Court Opinion

ID: 1231078
Source: CourtListenerOpinion
Date Created: 2013-10-30 05:08:23.370488+00
Date Added: 2024-06-11T15:12:19.423085
License: Public Domain

83 S.E.2d 482 (1954)
240 N.C. 595
STATE
v.
James DEW and State-Wide Ball, Inc.
No. 75.
Supreme Court of North Carolina.
September 22, 1954.
*483 Charles L. Abernethy, Jr., New Bern, for appellant.
Luke Lamb, Wilson, for appellee.
*484 BARNHILL, Chief Justice.
The records in this and companion cases now pending in this Court are in a state of confusion. We may only surmise what happened in the court below. The clerk first certified the record proper and assignments of error, and the appeal was docketed here. Appellant thereafter filed with the Clerk of this Court what purports to be an agreed case on appeal. It likewise filed here its "Assignment of Error No. 7."
There is nothing in the record to indicate that the surety offered any evidence, either oral or documentary, in support of its motion to vacate the judgment absolute to the end the surety might have additional time in which to locate and produce the defendant. Yet the trial calendar for that two weeks' criminal term of court, telegrams, summaries of telephone conversations, and other extraneous matter are included.

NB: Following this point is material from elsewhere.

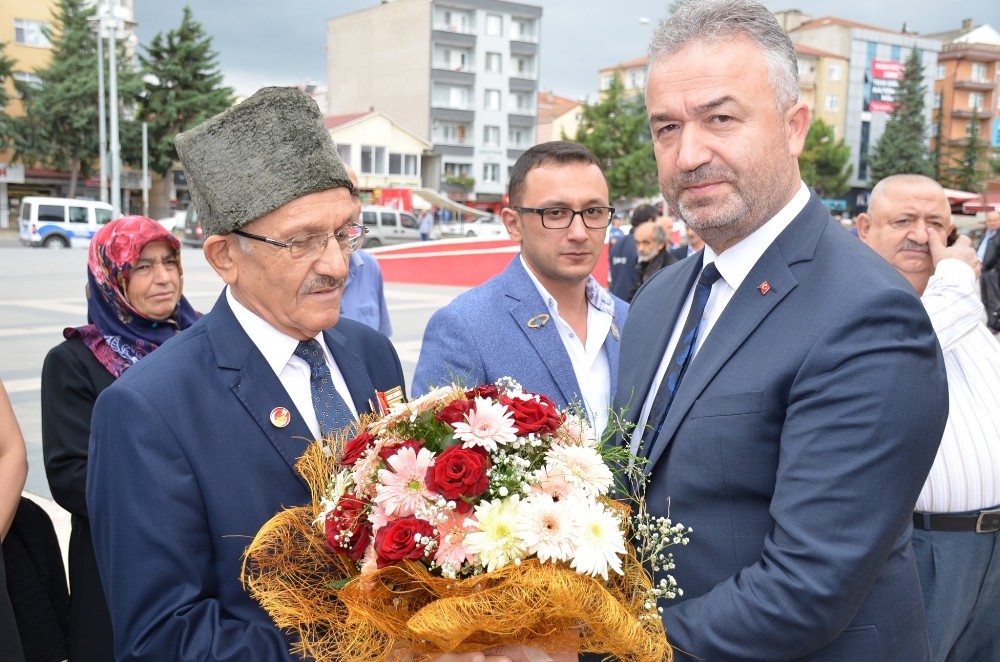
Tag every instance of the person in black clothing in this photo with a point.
(134, 304)
(651, 250)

When the record is boiled down to its essentials, it becomes apparent that the one and only question of law presented for consideration is this: Did the court below commit error when it declined to consider the motion to vacate or modify the judgment absolute insofar as it was directed to the discretionary authority of the court and limited the hearing to such evidence as tended to establish a legal defense or to show that the defendant, at the time the judgment nisi was entered, was in prison in some other jurisdiction? In other words was the bondsman entitled to a hearing under G.S. § 15-116 as a matter of right?
Ordinarily we might answer in the affirmative. On the particular facts appearing in this record we are constrained to say that if it was the duty of the court at that time to hear and rule on the motion in the exercise of his discretion, his refusal so to do did not prejudice the defendant.
The original answer to the scire facias fails to disclose excusable neglect on the part of the surety or its attorney. Nor does it contain any allegations of fact which would constitute a legal defense or appeal to the conscience and sense of fair play of the judge. In fact, it is nothing more than an appeal for additional time. The verified motion is lacking in merit. The defendant was at the time a fugitive from justice and there were several other cases on the docket in which judgments absolute had been entered against the appellant and were still unsatisfied.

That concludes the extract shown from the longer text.